Lee is one of two Wilsonians considered authoritative historians of the area—Alton Britt is the other—but moreover, sports are the topic of conversation at Dick’s. One could probably guess that with a glance at the walls. For years, Lee’s listened to the locals describe their trips to the Triangle to watch Duke, Carolina, State. Meanwhile, Lee, who’s 82, climbs the rickety Barton stands in that old, too-cold or too-hot gym for every game he can. Later, when he asks patrons about those games, he oftentimes gets in return blank stares or worse, laughs.

“Wilson’s always been a town that just loved to win,” says Lee.

Fike High School once won three consecutive state football championships as the smallest 4-A team in the state in the 1960s. The streak enthralled the city, and proved so compelling that, in 2000, former Wilson sportswriter Russell Rawlings chronicled the saga in his book Cyclone Country.

But that was a long time ago.

When guys like Musial and Uecker and coaches like Williams came through Wilson, it made local headlines. It was huge when they stopped by, of all places, Dick’s. Chicago Cubs sportscaster Harry Caray plugged the place once in his broadcast. When Uecker visited, he demanded the biggest burger Lee could make, so Lee slapped four patties together, grilled them into one, and stuffed it in a bun. Uecker was delighted.

Like Wilson, Dick’s is nice to visit….but only visit. None of the legends with pictures on the wall have worked there before, and they’re not sticking around to put in a shift now. It was long believed that greatness doesn’t come from Wilson. Greatness excited Wilson, then passed on.

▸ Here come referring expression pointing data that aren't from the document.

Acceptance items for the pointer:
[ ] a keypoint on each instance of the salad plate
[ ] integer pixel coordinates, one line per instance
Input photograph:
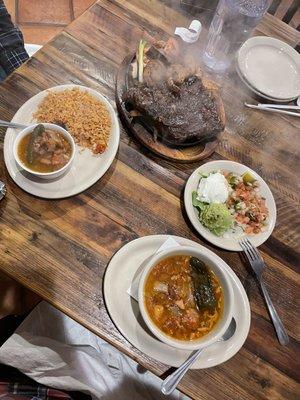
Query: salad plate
(241, 221)
(121, 274)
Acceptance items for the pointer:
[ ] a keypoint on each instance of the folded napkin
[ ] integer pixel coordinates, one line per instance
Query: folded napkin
(191, 34)
(56, 351)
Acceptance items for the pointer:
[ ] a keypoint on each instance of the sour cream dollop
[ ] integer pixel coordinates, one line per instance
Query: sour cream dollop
(213, 189)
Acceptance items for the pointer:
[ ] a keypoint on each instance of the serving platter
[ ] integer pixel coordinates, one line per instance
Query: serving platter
(186, 154)
(86, 168)
(121, 272)
(271, 67)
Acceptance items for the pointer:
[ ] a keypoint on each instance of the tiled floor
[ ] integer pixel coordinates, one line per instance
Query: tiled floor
(40, 20)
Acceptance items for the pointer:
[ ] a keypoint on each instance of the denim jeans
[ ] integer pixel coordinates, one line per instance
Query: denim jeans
(2, 74)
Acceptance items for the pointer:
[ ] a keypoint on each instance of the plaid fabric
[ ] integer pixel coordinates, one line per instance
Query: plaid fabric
(12, 51)
(23, 391)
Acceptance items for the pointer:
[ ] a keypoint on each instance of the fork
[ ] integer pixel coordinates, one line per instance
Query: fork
(258, 265)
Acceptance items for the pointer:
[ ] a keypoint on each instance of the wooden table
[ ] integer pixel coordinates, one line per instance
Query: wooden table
(60, 249)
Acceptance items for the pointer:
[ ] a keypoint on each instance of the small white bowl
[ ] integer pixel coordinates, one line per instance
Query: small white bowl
(225, 319)
(44, 175)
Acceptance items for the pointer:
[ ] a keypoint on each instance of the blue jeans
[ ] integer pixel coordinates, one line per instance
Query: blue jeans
(2, 74)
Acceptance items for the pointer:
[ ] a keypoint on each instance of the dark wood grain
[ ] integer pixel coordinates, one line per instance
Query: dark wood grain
(60, 249)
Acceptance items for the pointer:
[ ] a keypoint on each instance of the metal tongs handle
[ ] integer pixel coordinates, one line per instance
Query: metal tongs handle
(258, 107)
(279, 106)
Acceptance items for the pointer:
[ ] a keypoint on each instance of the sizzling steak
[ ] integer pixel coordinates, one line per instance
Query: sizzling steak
(182, 106)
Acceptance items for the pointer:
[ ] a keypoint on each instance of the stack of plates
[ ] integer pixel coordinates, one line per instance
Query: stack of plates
(270, 68)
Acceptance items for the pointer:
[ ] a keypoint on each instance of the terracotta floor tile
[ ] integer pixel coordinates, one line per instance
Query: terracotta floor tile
(39, 34)
(49, 11)
(11, 8)
(81, 5)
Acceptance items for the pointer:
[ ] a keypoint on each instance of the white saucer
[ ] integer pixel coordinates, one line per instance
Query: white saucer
(270, 66)
(227, 243)
(258, 92)
(124, 310)
(86, 168)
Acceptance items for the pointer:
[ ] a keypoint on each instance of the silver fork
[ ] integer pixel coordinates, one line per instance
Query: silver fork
(258, 265)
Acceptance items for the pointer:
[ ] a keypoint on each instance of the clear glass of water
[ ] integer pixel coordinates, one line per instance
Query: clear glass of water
(232, 24)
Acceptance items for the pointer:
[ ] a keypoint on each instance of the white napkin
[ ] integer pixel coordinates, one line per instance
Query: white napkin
(56, 351)
(191, 34)
(134, 287)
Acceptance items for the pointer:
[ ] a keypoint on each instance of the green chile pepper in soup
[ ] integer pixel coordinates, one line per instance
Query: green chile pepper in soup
(183, 297)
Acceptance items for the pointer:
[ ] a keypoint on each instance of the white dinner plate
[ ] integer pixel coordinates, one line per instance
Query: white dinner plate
(86, 169)
(124, 310)
(192, 212)
(270, 66)
(258, 92)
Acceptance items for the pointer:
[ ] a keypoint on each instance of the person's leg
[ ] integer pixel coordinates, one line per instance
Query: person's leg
(2, 74)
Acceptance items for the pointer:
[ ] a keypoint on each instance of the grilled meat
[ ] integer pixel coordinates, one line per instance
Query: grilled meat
(182, 106)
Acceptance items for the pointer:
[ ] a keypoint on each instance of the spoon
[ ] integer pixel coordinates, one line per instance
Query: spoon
(170, 383)
(12, 125)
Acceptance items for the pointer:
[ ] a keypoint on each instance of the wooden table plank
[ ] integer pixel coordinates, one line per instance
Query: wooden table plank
(43, 242)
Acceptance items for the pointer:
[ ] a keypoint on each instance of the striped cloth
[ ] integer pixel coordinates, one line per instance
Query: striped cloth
(12, 51)
(23, 391)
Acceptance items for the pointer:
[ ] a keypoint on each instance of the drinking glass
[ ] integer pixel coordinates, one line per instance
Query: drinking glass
(232, 24)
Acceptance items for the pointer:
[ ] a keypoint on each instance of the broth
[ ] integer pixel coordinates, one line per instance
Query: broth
(44, 150)
(171, 300)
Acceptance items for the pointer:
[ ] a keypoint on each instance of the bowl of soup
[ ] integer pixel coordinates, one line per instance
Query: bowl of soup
(186, 298)
(44, 150)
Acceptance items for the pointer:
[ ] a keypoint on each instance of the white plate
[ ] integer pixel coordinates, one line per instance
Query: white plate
(124, 310)
(231, 166)
(258, 92)
(270, 66)
(86, 168)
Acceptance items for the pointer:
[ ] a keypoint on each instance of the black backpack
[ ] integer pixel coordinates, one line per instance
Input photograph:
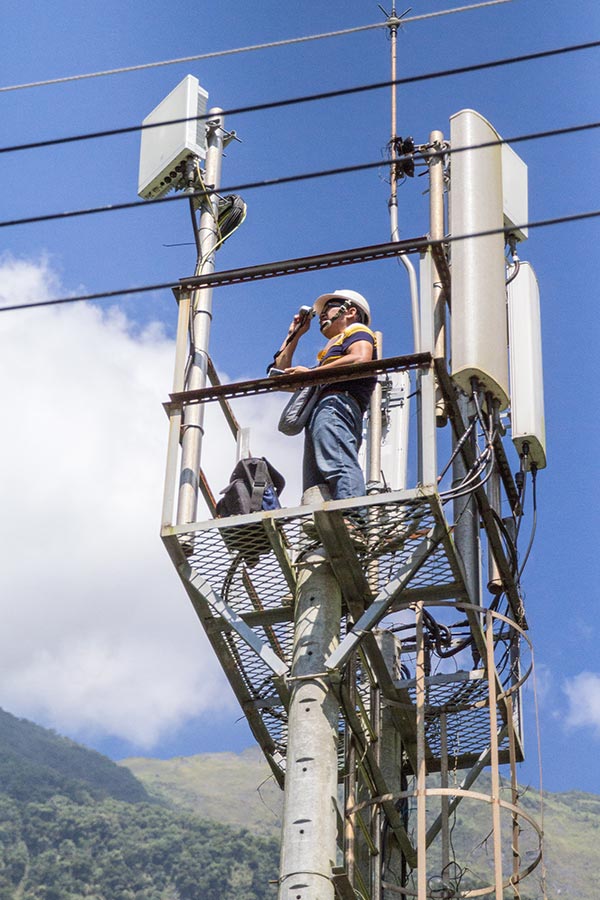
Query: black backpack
(254, 485)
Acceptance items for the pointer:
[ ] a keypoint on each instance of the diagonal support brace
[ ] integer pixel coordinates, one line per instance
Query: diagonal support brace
(218, 605)
(384, 600)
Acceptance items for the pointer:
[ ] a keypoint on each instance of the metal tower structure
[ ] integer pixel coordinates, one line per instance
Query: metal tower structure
(380, 679)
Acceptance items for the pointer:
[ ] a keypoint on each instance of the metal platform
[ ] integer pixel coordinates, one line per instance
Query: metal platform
(387, 551)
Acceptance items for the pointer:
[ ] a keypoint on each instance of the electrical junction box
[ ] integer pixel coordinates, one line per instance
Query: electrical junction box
(526, 372)
(165, 149)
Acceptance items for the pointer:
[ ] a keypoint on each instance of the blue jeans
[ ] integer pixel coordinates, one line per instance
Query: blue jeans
(332, 440)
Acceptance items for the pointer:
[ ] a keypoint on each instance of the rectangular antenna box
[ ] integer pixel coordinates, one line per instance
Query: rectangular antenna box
(526, 375)
(164, 149)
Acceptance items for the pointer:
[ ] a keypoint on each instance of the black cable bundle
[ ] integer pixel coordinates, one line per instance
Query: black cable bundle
(231, 212)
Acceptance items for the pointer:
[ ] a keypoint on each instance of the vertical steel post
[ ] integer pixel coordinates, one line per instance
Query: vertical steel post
(201, 316)
(309, 830)
(421, 763)
(376, 858)
(436, 232)
(445, 800)
(375, 428)
(427, 437)
(175, 417)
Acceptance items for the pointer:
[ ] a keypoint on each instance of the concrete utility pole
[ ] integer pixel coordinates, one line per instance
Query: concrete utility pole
(309, 830)
(200, 321)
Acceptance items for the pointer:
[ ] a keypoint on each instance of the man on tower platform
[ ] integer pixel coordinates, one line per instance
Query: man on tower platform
(333, 435)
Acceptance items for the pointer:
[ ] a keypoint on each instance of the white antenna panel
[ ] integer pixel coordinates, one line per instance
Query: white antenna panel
(479, 332)
(164, 149)
(526, 371)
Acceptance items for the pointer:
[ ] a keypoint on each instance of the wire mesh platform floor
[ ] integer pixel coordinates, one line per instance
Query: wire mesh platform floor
(387, 551)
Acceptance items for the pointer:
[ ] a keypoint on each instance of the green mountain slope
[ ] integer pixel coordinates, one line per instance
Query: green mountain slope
(224, 787)
(74, 825)
(235, 789)
(36, 763)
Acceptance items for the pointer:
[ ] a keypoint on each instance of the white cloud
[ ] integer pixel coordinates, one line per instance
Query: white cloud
(98, 635)
(583, 693)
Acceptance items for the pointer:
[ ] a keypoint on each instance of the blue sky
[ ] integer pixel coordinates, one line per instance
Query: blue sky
(98, 641)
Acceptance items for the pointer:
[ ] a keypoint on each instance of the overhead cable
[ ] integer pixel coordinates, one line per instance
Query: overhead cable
(291, 179)
(304, 264)
(252, 47)
(308, 98)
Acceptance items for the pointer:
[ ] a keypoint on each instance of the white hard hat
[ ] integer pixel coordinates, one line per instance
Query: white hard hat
(352, 297)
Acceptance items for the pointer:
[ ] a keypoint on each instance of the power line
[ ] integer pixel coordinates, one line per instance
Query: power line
(291, 179)
(252, 47)
(301, 265)
(308, 98)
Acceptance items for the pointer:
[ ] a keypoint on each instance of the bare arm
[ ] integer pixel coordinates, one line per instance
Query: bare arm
(359, 351)
(285, 355)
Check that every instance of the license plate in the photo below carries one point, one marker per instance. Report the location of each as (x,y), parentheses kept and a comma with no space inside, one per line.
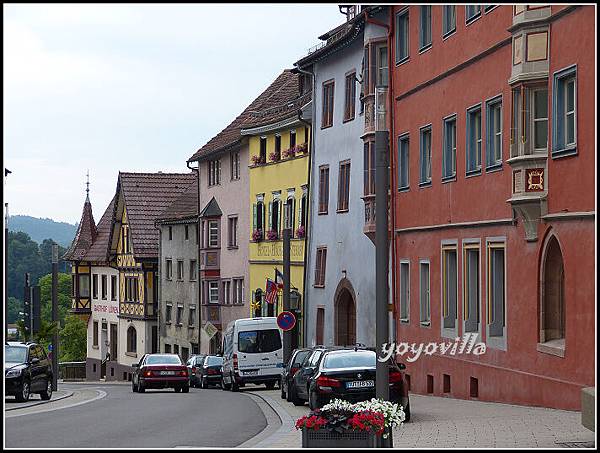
(360,384)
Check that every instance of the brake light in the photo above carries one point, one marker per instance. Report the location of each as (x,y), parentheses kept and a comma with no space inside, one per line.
(324,381)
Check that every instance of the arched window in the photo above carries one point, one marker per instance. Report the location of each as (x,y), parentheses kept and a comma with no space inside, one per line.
(131,339)
(552,313)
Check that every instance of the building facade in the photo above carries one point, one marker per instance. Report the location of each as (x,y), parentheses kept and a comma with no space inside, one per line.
(493,116)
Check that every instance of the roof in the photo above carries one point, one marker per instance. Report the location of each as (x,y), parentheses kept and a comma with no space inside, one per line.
(99,248)
(184,207)
(146,196)
(230,136)
(85,236)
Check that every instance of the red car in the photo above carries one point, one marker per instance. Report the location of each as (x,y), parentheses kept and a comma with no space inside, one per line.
(159,371)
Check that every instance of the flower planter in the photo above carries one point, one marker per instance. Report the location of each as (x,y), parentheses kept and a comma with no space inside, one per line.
(323,438)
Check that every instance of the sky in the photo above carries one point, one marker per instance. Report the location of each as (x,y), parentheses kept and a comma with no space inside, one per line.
(131,87)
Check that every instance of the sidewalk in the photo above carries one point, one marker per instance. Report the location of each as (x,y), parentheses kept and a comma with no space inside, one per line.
(438,422)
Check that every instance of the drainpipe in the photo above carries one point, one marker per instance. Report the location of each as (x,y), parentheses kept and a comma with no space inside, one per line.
(309,217)
(199,280)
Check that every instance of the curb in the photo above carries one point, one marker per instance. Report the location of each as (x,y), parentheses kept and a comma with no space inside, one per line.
(267,435)
(68,394)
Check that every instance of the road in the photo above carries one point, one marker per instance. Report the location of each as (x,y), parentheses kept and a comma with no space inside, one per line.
(201,418)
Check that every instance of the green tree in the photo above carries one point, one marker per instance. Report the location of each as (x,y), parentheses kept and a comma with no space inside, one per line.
(73,340)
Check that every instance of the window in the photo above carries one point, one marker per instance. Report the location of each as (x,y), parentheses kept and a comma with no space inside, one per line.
(425,155)
(425,32)
(131,339)
(213,233)
(369,168)
(496,289)
(327,109)
(404,291)
(169,270)
(472,12)
(474,140)
(564,122)
(180,270)
(193,270)
(104,287)
(95,337)
(232,232)
(471,292)
(168,312)
(320,267)
(424,293)
(493,142)
(403,162)
(350,98)
(213,292)
(402,36)
(344,186)
(323,189)
(449,287)
(448,20)
(214,172)
(235,165)
(95,286)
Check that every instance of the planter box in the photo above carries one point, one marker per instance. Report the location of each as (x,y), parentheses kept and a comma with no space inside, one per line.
(348,439)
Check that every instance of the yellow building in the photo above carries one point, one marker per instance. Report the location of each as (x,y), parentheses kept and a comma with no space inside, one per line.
(279,169)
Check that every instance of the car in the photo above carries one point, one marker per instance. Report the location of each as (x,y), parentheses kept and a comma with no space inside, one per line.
(210,371)
(193,364)
(159,371)
(27,370)
(293,365)
(349,374)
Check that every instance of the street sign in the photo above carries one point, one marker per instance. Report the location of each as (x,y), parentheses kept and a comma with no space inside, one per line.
(286,320)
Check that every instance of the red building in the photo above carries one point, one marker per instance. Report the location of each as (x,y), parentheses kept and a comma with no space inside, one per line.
(493,158)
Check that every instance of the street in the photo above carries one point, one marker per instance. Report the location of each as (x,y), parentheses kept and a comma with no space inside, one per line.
(122,419)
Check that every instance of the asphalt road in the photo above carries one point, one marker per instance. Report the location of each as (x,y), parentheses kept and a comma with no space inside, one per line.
(157,418)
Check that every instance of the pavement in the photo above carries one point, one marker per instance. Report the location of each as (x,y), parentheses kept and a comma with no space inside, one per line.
(438,422)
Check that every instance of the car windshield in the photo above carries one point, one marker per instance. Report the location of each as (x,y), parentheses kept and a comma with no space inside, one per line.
(163,360)
(15,354)
(214,361)
(259,341)
(350,359)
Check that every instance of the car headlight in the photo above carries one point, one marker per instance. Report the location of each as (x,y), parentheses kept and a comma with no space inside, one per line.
(14,372)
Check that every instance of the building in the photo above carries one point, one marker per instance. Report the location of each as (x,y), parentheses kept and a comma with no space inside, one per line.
(493,122)
(340,291)
(278,132)
(179,327)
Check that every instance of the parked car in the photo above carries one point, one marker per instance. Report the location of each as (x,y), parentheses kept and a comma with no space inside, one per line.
(27,370)
(193,365)
(159,371)
(252,353)
(349,374)
(293,365)
(210,371)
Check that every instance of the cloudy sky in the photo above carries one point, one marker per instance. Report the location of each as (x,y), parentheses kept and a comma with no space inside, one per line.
(131,88)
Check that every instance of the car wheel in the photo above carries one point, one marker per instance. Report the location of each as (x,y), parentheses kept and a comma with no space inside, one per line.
(24,395)
(47,394)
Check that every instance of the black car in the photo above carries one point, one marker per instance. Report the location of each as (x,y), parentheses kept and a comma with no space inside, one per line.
(27,370)
(193,364)
(293,365)
(210,371)
(349,374)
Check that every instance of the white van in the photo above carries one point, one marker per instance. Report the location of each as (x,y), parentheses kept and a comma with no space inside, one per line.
(252,353)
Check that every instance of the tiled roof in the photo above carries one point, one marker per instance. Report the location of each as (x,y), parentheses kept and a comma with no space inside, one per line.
(99,249)
(146,196)
(86,233)
(184,207)
(231,134)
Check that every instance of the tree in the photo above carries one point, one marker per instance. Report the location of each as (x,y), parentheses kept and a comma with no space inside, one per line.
(73,340)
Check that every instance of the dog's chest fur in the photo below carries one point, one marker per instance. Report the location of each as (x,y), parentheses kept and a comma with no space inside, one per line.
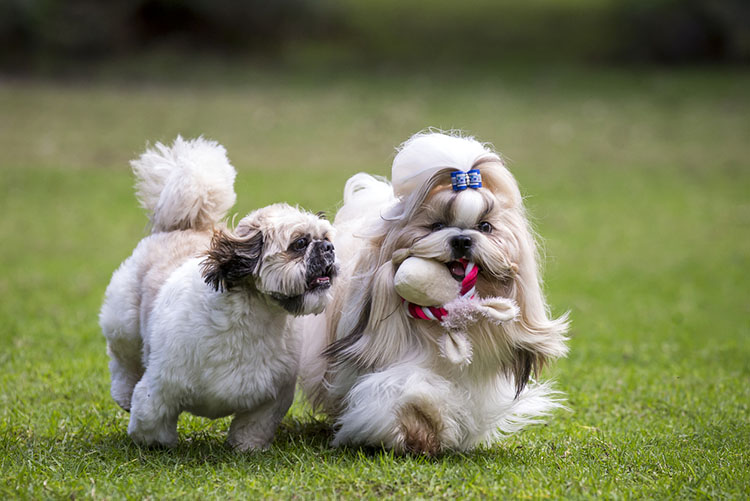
(225,352)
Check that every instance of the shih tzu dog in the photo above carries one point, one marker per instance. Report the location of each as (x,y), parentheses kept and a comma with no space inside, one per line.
(198,318)
(451,371)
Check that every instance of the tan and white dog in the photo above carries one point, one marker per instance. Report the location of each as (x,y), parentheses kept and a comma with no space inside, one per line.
(198,318)
(421,385)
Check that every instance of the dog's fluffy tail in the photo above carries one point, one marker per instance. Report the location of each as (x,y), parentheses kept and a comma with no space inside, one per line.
(365,196)
(189,185)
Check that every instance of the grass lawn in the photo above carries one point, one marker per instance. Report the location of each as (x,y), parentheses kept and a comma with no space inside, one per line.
(638,181)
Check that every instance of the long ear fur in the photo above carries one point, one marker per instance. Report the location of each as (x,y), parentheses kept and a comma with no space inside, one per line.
(231,258)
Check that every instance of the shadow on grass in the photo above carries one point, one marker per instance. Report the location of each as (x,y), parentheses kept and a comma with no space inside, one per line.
(297,441)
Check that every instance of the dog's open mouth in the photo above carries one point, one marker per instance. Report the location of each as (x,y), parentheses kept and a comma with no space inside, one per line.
(457,269)
(321,282)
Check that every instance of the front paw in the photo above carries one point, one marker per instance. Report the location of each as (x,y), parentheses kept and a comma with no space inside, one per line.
(456,348)
(246,444)
(499,309)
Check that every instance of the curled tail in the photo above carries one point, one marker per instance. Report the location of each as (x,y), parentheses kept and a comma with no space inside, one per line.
(365,196)
(189,185)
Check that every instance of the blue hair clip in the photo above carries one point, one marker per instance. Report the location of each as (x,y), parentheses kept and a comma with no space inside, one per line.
(475,179)
(459,180)
(462,180)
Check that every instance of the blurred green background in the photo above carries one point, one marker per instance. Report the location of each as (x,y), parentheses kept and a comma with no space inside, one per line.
(626,124)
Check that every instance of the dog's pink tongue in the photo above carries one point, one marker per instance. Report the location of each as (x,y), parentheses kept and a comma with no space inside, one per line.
(457,269)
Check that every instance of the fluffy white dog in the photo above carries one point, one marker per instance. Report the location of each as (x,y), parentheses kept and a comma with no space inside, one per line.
(198,318)
(428,378)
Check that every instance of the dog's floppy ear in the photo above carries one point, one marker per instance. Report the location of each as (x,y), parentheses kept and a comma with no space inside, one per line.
(231,258)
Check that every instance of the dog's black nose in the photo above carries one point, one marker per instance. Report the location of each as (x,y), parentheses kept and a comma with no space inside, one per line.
(461,245)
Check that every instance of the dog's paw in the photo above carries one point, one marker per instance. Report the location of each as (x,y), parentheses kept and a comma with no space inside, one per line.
(498,309)
(248,445)
(456,348)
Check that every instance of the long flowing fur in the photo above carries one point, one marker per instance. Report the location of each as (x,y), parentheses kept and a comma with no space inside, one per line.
(381,375)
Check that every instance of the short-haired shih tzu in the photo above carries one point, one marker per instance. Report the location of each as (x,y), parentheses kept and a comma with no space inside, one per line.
(411,360)
(198,318)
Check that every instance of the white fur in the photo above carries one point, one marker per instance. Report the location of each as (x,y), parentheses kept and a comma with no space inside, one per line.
(426,152)
(182,334)
(189,184)
(416,385)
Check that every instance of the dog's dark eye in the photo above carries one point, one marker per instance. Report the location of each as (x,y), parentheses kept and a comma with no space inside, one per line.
(484,227)
(300,244)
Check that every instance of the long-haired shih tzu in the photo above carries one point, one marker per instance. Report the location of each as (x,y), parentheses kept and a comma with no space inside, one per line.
(198,318)
(438,319)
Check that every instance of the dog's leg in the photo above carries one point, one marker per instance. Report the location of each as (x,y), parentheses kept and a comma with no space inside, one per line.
(126,370)
(254,429)
(419,429)
(153,419)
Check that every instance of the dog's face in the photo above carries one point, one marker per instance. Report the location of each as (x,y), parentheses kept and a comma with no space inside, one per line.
(278,251)
(483,226)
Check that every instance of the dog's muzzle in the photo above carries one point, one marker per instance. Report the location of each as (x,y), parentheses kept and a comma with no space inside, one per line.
(461,246)
(321,265)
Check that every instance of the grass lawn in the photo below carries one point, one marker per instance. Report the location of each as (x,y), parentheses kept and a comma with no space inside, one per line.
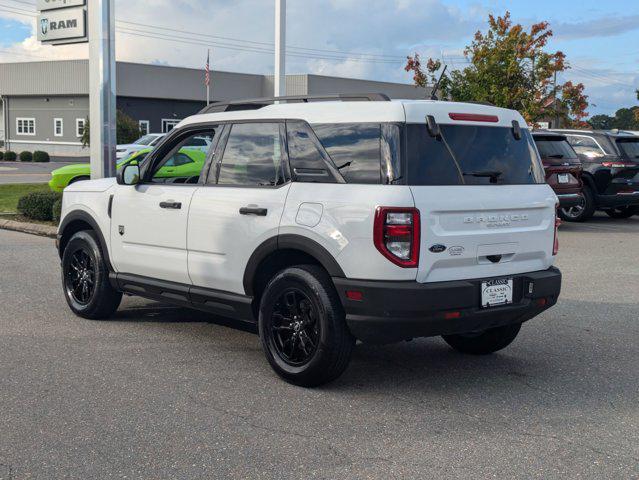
(10,194)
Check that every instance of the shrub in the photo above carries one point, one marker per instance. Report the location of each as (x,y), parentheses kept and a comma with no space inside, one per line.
(40,156)
(38,205)
(56,210)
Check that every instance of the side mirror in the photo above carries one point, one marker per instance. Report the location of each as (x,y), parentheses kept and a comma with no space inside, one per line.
(129,175)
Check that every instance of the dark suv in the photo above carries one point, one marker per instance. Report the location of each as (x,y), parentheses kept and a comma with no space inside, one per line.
(562,167)
(610,173)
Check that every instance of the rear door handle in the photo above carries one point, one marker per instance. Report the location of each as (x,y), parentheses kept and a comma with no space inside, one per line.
(172,205)
(260,212)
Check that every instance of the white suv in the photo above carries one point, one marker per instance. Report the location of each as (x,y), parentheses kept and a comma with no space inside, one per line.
(327,222)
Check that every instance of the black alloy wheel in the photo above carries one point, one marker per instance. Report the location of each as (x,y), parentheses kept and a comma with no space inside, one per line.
(302,326)
(80,277)
(85,278)
(294,327)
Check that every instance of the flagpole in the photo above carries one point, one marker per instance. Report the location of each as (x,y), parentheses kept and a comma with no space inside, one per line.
(208,84)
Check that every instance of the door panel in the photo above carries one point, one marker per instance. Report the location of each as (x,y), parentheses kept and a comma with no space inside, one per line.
(221,240)
(147,239)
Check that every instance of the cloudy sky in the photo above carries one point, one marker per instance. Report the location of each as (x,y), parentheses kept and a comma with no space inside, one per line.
(355,38)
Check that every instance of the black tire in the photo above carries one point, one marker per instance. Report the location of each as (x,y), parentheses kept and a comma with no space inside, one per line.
(484,343)
(623,212)
(85,278)
(582,212)
(79,179)
(313,347)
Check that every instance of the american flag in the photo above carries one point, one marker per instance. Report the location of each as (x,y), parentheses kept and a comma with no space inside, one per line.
(207,70)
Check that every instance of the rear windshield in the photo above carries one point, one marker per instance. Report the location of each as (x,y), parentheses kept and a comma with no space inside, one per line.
(471,155)
(555,147)
(630,147)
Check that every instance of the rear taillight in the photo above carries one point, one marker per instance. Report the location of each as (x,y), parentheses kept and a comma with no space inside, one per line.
(396,235)
(615,165)
(555,245)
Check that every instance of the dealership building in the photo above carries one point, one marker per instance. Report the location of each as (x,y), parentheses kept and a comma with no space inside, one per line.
(44,105)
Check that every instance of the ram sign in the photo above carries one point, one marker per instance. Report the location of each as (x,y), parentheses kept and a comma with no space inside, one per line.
(44,5)
(64,25)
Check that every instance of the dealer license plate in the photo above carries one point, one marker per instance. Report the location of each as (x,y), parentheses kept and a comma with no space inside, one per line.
(496,292)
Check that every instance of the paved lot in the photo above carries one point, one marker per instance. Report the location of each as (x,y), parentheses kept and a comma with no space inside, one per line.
(161,392)
(18,172)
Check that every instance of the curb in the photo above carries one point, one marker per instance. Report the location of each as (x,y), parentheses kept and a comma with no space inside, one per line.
(31,228)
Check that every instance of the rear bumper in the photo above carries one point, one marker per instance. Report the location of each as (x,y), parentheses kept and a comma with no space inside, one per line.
(567,200)
(618,200)
(395,311)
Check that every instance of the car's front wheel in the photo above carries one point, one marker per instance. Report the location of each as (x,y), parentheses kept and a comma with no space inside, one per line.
(486,342)
(302,327)
(85,278)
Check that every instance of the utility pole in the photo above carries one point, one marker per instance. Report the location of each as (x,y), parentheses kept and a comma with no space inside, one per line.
(102,92)
(280,48)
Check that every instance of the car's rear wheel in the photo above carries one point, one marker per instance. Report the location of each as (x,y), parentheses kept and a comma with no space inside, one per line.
(622,212)
(486,342)
(85,278)
(581,212)
(302,327)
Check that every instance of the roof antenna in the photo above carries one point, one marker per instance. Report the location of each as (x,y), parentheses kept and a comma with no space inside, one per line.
(433,94)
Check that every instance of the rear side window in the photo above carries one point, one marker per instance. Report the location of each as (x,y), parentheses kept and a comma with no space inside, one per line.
(307,160)
(585,145)
(471,155)
(253,156)
(630,147)
(355,150)
(555,147)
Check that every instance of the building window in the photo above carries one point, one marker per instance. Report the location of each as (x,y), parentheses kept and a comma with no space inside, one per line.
(79,127)
(25,126)
(144,127)
(58,127)
(168,124)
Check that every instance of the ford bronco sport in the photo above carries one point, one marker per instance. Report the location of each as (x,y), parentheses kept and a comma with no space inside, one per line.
(326,222)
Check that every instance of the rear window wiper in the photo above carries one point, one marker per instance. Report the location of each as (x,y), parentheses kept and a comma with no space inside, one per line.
(492,174)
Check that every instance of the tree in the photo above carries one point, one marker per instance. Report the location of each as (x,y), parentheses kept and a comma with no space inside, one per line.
(127,129)
(510,68)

Gliarmis gets it, why people don’t love Barton basketball games. Wilson Gym, for one thing, has no air conditioning. Even if the tiny gym reaches half capacity, it becomes suffocating. Seating is poor—there are no actual seats, just rows of rickety old bleachers that look like something from Pistol Pete’s time frame. They don’t even have handrails. Many high school gyms are nicer.

Still, Lee says those are lame excuses. “They go and root for State, Carolina, all of which you didn’t go to school at,” he says. “You pull for them, and some of them don’t ever go over there and watch their school play. That’s what gets me more than anything else…You don’t ever hear them talk about Barton unless you bring it up yourself…Wilson just wants winners. I’ve seen them pull for Carolina, State and Duke. They pull for you when you’re on top, but when you’re struggling or back to normal, they don’t give a damn about you.”

There was one year, though, when they did. One day in March 2007, Gliarmis saw his city at its finest, at its most positive, alive with anticipation and filled with vigor inspired by none other than that Barton College basketball team. His restaurant filled to overflowing, people crowding around its television to witness something unthinkable. “Boy,” he says, a laugh rolling through his words, “they gave a damn that year.”

* * *

North Carolina has seen its share of basketball legends. Many names you remember. Michael Jordan, the legend of legends. Tim Duncan and Chris Paul, the superstars. John Wall, the fresh face on the block who played at Raleigh Word of God Christian Academy before matriculating at Kentucky for a season wherein he enraptured the college basketball world before getting drafted first overall by the Washington Wizards. There are others, such as Raymond Felton, Vince Carter, J.J. Redick, Antawn Jamison, Tyler Hansbrough, and on the list could go of those made famous in the Triangle.

Wilson was once a town from which people tried escaping, a la Odessa in Friday Night Lights. People felt how Ant felt—as though if they wanted to become anything, they had to leave, to go to greater places to become greater people. Or so people think, until something grabs someone’s attention. In 1990, Buzz Bissinger wrote a Pulitzer Prize-winning book about Odessa and its high school football team, Permian, and that book became a movie in 2004, and that movie became a popular television show.

People say what happened at Barton when Ant came could become a movie. Of course, people always say things like that, and rarely do Hollywood producers follow. But something happened that made Wilson give a damn about Barton basketball, and in the months afterward, a screenwriter and producer paid the place a visit.